ABSTRACT Recent studies have suggested that the presence of persistent cognitive dysfunctions in bipolar patients is not restricted to acute episodes, but they persist even during remission states. Nevertheless, there are several methodological pitfalls in most studies, such as unclear remission criteria, diagnostic heterogeneity or small sample sizes.
Several domains of cognitive function were examined in 30 depressed bipolar patients [DSM-IV criteria for major depression, Hamilton Depression Scale (HDRS) > or =17] and 30 euthymic bipolar patients (at least 6 months of remission, HDRS < or =8 and Young Mania Rating Scale, YMRS < or =6). Psychosocial functioning was assessed through General Assessment of Functioning.
The two groups showed a similar pattern of neuropsychological performance. However, the depressed group was significantly impaired on the Controlled Oral Word Association Test, FAS (COWAT), a measure of verbal fluency, compared with the euthymic group.
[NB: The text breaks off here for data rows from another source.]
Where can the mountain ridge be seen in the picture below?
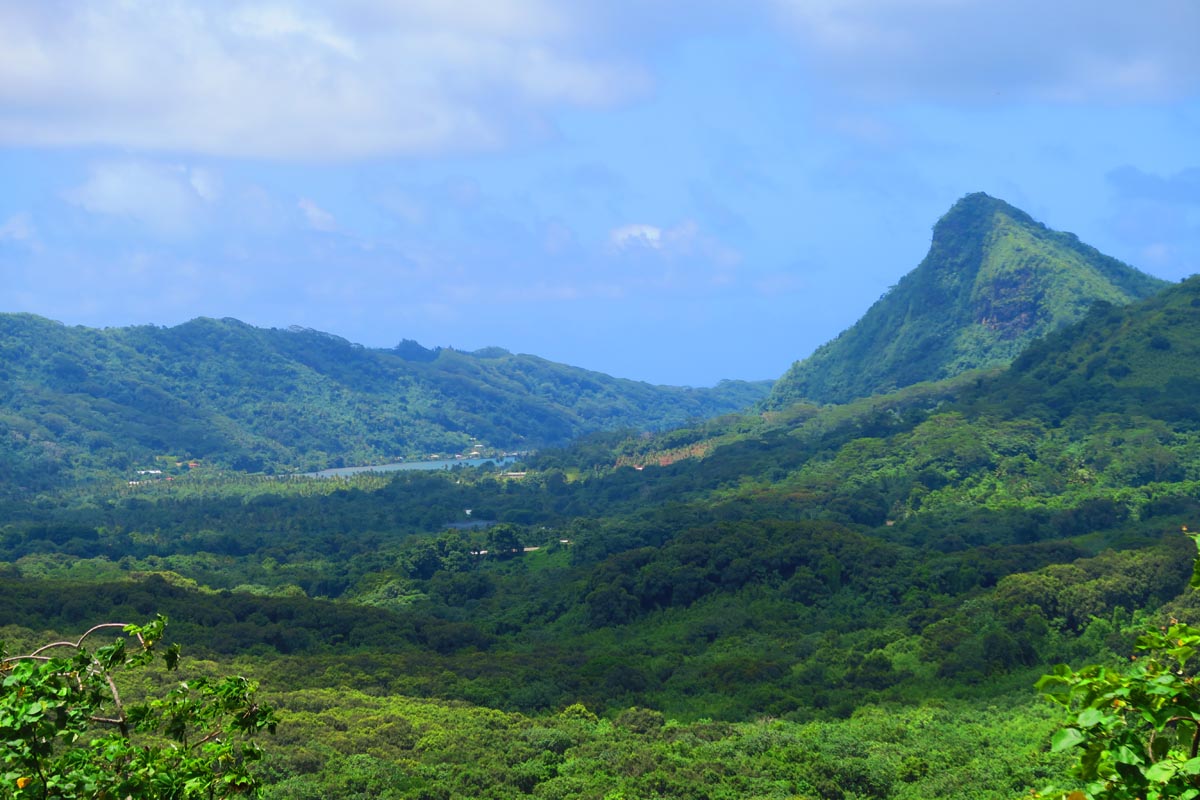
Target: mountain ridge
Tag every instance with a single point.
(78, 400)
(994, 281)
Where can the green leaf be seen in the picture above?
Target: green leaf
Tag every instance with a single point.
(1162, 771)
(1066, 739)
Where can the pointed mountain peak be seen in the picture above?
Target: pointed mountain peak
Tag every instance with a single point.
(994, 281)
(981, 206)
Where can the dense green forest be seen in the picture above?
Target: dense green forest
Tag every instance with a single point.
(994, 282)
(78, 403)
(847, 601)
(671, 595)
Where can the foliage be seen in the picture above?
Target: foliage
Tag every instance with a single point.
(994, 281)
(1137, 729)
(67, 732)
(77, 402)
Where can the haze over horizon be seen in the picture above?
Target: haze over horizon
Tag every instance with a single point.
(671, 192)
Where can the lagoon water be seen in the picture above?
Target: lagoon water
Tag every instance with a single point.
(443, 463)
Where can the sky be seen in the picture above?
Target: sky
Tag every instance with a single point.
(670, 191)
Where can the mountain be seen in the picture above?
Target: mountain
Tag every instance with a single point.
(757, 606)
(994, 281)
(77, 400)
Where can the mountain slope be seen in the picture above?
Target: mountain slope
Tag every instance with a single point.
(75, 398)
(993, 282)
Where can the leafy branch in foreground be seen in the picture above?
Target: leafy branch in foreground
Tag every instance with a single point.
(66, 732)
(1137, 729)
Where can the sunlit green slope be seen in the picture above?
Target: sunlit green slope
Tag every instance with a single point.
(994, 281)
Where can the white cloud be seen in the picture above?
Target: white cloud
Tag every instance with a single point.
(635, 236)
(318, 218)
(18, 228)
(166, 198)
(683, 241)
(297, 79)
(964, 50)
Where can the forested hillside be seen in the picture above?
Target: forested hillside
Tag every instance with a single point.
(838, 602)
(77, 402)
(994, 282)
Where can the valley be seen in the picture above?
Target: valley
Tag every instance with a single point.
(838, 588)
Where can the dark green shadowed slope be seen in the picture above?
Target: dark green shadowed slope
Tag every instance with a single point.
(77, 401)
(994, 281)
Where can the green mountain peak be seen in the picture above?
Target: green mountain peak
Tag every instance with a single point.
(994, 281)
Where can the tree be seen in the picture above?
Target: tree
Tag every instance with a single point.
(67, 732)
(1138, 729)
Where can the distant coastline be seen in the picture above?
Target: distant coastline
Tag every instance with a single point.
(443, 463)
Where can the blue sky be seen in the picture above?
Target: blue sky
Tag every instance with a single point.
(676, 192)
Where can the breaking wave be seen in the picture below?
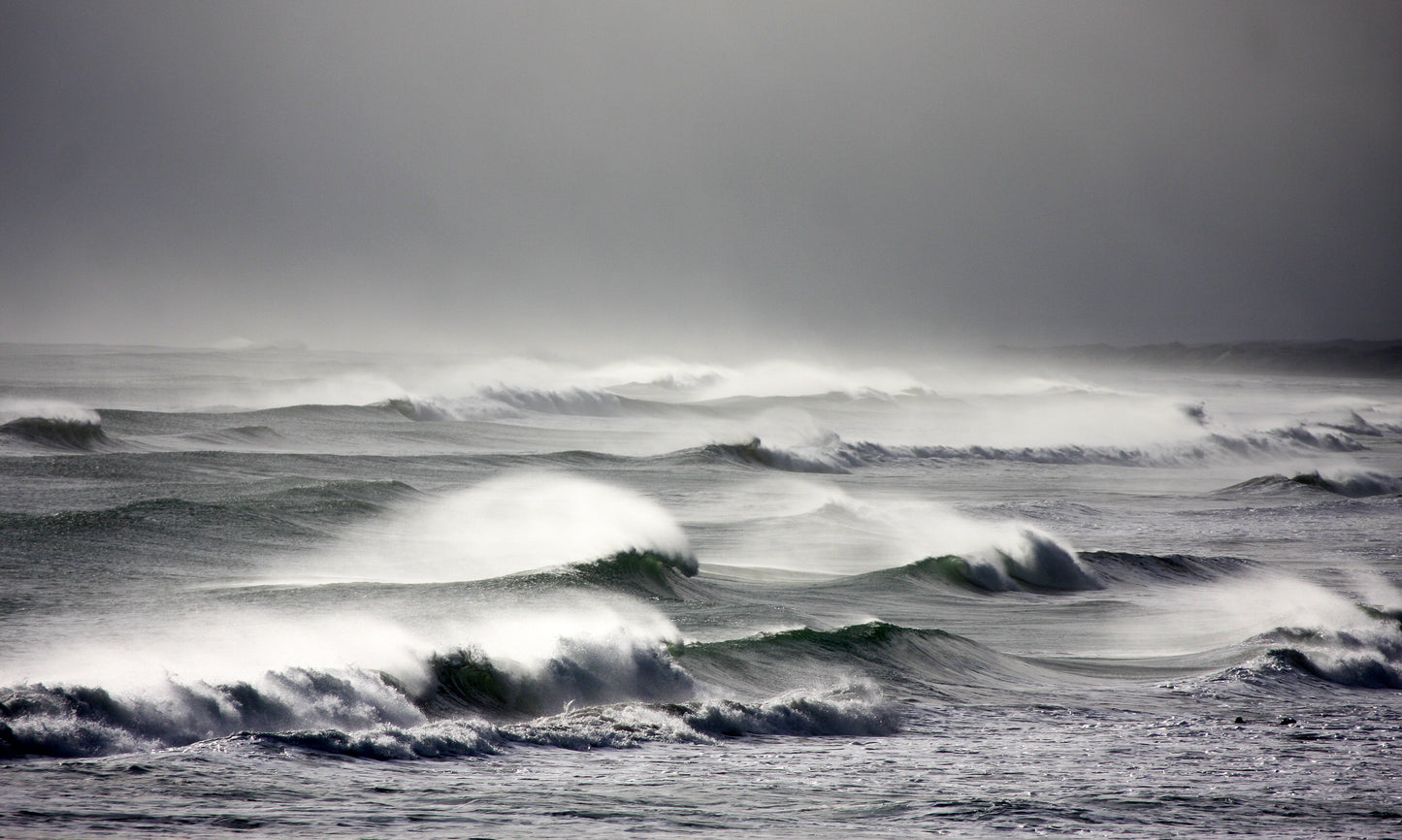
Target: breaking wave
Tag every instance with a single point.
(834, 456)
(1354, 484)
(62, 434)
(611, 689)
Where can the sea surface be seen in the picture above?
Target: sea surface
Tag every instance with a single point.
(285, 592)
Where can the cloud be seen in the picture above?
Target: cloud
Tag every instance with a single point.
(700, 176)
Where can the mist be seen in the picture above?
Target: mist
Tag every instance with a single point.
(696, 178)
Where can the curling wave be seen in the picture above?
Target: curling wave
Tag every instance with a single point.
(62, 434)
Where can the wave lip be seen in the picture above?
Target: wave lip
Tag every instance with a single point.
(1027, 562)
(580, 670)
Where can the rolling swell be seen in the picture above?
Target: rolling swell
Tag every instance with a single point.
(917, 660)
(1124, 566)
(837, 456)
(1352, 485)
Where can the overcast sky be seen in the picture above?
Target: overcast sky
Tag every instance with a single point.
(690, 177)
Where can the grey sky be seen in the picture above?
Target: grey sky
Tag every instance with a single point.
(700, 176)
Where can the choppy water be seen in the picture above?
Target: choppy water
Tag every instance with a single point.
(286, 592)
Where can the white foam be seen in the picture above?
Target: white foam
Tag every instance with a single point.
(503, 526)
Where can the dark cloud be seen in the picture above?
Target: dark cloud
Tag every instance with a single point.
(700, 176)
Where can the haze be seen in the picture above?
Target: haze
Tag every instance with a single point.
(700, 177)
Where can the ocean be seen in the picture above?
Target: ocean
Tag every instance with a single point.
(289, 592)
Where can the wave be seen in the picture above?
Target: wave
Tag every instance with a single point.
(1124, 566)
(1042, 566)
(755, 453)
(646, 574)
(580, 670)
(87, 721)
(831, 455)
(931, 662)
(847, 711)
(607, 689)
(296, 506)
(62, 434)
(1356, 658)
(1353, 484)
(236, 436)
(504, 526)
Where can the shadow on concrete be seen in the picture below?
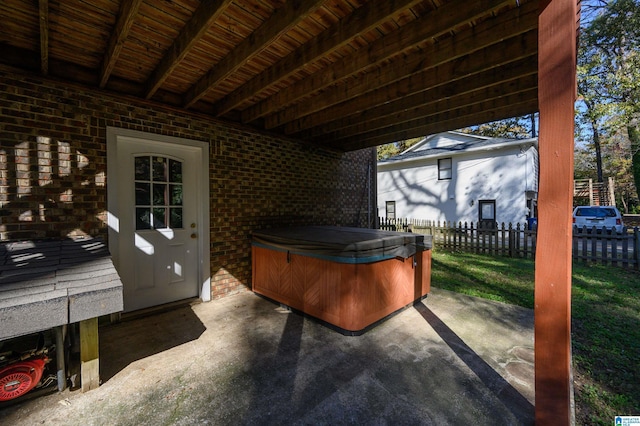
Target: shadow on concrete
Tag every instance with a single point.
(139, 338)
(521, 408)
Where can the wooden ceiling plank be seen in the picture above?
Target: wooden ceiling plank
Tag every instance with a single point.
(389, 84)
(281, 21)
(43, 14)
(496, 94)
(346, 115)
(441, 124)
(431, 25)
(438, 75)
(508, 79)
(126, 16)
(360, 21)
(206, 14)
(465, 110)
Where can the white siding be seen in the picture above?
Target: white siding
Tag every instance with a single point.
(502, 175)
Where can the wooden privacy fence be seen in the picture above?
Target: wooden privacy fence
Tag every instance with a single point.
(618, 249)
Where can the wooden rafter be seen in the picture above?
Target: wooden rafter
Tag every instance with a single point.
(490, 110)
(390, 83)
(322, 71)
(333, 38)
(428, 103)
(126, 16)
(459, 46)
(43, 15)
(200, 22)
(281, 21)
(416, 32)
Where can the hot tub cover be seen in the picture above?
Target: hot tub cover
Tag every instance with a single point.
(343, 244)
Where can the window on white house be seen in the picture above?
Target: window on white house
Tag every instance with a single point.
(391, 209)
(487, 213)
(444, 168)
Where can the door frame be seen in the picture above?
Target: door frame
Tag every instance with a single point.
(116, 136)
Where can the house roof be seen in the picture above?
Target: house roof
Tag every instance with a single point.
(449, 144)
(344, 74)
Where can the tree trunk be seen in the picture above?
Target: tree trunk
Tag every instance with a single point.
(634, 137)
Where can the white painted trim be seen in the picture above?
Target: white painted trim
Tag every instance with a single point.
(114, 135)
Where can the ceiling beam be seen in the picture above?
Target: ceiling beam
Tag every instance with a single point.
(282, 20)
(438, 107)
(489, 84)
(388, 83)
(457, 46)
(43, 15)
(126, 15)
(431, 25)
(206, 14)
(478, 114)
(333, 38)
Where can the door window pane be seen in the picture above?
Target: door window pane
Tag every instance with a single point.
(175, 171)
(159, 169)
(143, 194)
(142, 168)
(175, 220)
(143, 218)
(159, 217)
(158, 192)
(176, 195)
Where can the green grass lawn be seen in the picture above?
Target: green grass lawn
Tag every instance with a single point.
(605, 323)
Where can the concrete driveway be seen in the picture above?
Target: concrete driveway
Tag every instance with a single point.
(243, 360)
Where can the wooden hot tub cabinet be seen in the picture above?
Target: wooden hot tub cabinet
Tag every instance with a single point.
(348, 277)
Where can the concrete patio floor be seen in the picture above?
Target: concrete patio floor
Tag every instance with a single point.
(243, 360)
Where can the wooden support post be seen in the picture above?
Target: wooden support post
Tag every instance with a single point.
(61, 370)
(557, 31)
(89, 359)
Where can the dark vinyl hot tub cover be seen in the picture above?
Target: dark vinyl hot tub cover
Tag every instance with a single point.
(342, 244)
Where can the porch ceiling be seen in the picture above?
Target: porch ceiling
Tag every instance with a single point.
(346, 74)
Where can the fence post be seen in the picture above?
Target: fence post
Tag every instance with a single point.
(636, 247)
(512, 241)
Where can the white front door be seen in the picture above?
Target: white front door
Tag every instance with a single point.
(158, 218)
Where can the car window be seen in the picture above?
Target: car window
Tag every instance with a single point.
(593, 212)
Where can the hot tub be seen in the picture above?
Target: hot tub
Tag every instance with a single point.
(350, 278)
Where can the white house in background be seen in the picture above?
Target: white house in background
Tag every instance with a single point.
(459, 177)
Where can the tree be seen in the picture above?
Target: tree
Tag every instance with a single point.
(609, 78)
(514, 128)
(392, 149)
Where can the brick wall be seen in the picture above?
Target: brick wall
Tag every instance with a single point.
(53, 172)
On the other hand, functional outcome in euthymic patients was related to verbal fluency, even after controlling for residual depressive symptoms.
Neuropsychological performance was similar in both groups, except for verbal fluency, which was lower in the depressed group. Poor verbal fluency was related to a poor social outcome in euthymic patients. Further research including longitudinal designs aimed at evaluating changes in cognition in these patients is warranted.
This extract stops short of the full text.